1. Name one or two key factors that prompted the original idea for this book.
As a culture, the U.S. has lost the ability to understand people with whom we disagree. We vilify and demonize those who have different religious, political, or cultural views and values than we do. I wanted to find a way to practice empathizing with those we view as villains, and where better to start than with the villains of Scripture? If we can put them in their historical context, we can begin to practice a little creative empathy. And if we can do it with Cain, Delilah, Jezebel, Herod, Herodias, Judas, and even Satan, then maybe we can imagine reaching across the aisle to make friends.
I believe friendship is a distinctively Christian practice. The heart of the Good News about Jesus is that God befriended us when we were His enemies. If we can learn to imitate this, if we can make friends of enemies, we become a distinctly Christian community in a world that desperately needs more friends and fewer foes.
2. What three key takeaways from this book would you like for the reader to experience?
First, no one is a villain in his or her own mind. We all do what we consider right at the time. This includes the bad guys and gals of the Bible, and it includes the people we view as “the enemy.”
Second, before we can disagree with someone, we have to be able to say we understand. And once we begin to understand someone, we begin to see their humanity. That’s the image of God in them, and we can only respond to God’s image with love. So seeking understanding paves the way to a genuine love for our enemies.
Finally, we have much more in common with our villains and enemies than we do with God. We are all sinners, and the seeds of villainy live in our hearts as well. By practicing empathy for these villains, we can better see the seeds of sin in our lives and pluck them before they bear deadly fruit.
3. Do you have a favorite passage or chapter in this book?
Probably the Delilah short story. I was nervous about writing any fiction, and to write from a female perspective was even more daunting. But her story came to me almost in whole cloth, including the seven-part structure. Writing in flashback is a tricky storytelling device, but I think it worked well. I’m actually a little worried that people will think Delilah made the right decision when they see Samson through her eyes!
4. What specific ways can this book equip, encourage, or instruct ministers?
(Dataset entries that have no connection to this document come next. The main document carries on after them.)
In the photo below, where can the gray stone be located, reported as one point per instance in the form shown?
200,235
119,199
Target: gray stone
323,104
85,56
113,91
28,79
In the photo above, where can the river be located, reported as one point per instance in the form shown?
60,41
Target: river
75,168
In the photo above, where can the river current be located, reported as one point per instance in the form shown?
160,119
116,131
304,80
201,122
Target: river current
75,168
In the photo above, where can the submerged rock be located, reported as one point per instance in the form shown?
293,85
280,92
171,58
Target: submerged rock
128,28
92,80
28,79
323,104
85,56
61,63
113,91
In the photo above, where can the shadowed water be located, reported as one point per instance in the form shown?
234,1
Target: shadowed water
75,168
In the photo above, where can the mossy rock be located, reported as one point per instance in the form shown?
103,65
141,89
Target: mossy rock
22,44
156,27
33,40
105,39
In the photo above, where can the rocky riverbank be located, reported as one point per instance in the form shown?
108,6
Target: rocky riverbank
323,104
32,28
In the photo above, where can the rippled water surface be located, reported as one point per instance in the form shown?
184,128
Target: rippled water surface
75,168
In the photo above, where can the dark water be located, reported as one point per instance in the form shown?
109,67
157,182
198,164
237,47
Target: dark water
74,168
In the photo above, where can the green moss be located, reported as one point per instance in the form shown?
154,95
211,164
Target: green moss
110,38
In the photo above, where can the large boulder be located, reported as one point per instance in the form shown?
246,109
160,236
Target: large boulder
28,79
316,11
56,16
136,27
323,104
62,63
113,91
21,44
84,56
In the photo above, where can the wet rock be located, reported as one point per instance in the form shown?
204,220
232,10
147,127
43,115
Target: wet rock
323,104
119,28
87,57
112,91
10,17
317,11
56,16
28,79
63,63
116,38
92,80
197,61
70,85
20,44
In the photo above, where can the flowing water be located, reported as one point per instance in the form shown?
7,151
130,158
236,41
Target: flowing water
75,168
In a practical sense, this is probably great sermon and Sunday School fodder. Much biblical and historical work was done in the non-fiction sections, and I found that little research had been done on these Biblical personalities. My own congregation has enjoyed working through this material and has found it spiritually profitable. On a personal level, I hope it will be encouraging. Every church is (and should be!) filled with people who don’t see eye to eye. Some of the most painful moments in pastoring come when we sit across the table from someone who disagrees with us (and doesn’t disagree well). I hope Empathy can be a guide and spur us to love those who are different from us, and that our churches become stronger for it.
5. If you were sitting beside the reader, what portion of the book would want him or her to spend extra time on, and why? BONUS: In that section, what might you add that could clarify and emphasize your goal for the section and the book?
I would love to see someone spend some extra time in the non-fiction reflection I did for Satan, particularly where I relate him to the older brother in the prodigal son story. So often we become barriers to God’s grace and mercy, all the while imagining ourselves to be God’s favored children. If there is one thing we could do much better, it would be to be a people of radical hospitality, known for welcoming those who found welcome nowhere else (because that’s how God welcomes us).
JR MADILL FORASTEROS is the teaching and discipleship pastor at Catalyst Community Church, a Nazarene congregation in Rowlett, Texas.